I’m not sure I have a better answer for you, because I don’t think we should implement a hack in Caddy to work around this since it’s a deprecated field. Could you perform the replacement in PHP? It should be pretty trivial to do.

Spomky · February 2, 2023, 2:05pm

Hi Francis,

Thank you for the very quick answer.

But I digress…

I will be happy to continue the digression with DM. I am sure sure feedback will help me for these side projects.

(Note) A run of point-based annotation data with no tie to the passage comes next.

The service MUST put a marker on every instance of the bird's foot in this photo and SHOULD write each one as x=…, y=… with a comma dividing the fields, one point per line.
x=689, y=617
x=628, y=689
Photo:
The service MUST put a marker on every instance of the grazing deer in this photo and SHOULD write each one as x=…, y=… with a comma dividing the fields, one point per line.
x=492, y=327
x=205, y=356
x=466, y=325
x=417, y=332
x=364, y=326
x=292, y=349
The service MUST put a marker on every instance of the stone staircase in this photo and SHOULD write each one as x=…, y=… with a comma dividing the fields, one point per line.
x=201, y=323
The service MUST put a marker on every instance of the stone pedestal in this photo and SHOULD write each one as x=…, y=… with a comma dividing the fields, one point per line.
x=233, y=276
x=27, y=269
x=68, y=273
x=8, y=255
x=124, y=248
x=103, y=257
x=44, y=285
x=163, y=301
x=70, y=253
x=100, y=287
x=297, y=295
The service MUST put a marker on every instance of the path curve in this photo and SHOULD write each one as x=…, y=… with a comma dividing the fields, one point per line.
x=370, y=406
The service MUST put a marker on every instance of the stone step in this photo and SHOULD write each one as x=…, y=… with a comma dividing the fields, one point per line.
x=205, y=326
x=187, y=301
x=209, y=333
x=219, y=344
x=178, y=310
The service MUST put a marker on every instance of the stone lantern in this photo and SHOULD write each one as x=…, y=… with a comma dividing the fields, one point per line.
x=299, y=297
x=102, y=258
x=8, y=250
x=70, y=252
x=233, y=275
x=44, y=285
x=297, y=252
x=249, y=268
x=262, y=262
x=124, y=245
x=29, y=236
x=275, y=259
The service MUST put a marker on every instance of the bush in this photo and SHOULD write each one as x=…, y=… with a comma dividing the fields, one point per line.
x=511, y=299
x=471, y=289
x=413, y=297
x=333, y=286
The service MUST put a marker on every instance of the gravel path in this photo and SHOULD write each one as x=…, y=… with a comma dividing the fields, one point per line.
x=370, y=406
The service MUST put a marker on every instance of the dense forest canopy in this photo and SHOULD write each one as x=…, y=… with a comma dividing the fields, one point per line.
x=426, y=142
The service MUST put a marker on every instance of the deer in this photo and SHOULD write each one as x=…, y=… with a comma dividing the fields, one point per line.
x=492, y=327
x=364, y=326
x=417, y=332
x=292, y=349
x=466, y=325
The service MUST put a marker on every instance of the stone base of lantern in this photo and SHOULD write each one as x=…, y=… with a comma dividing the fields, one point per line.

I was not aware of the RFC5280 and the fact that emailAddress is now deprecated. Also I concur with you and I do not see any reason for implementing here something that is going to be removed in a near futur.

Are you sure you still need emailAddress ? Could you do without it?

Actually, yes I can do without it.
The PHP application behind this is a Symfony app. With Symfony 6.2 and lower, it is not possible to use something else than emailAddress. But hopefully, for another reason, I opened a PR that is now merged and will be available in Symfony 6.3 for everyone. This is not a problem for me at all and other developper just have to wait for the official release in May 2023.

system · March 4, 2023, 2:06pm

This topic was automatically closed 30 days after the last reply. New replies are no longer allowed.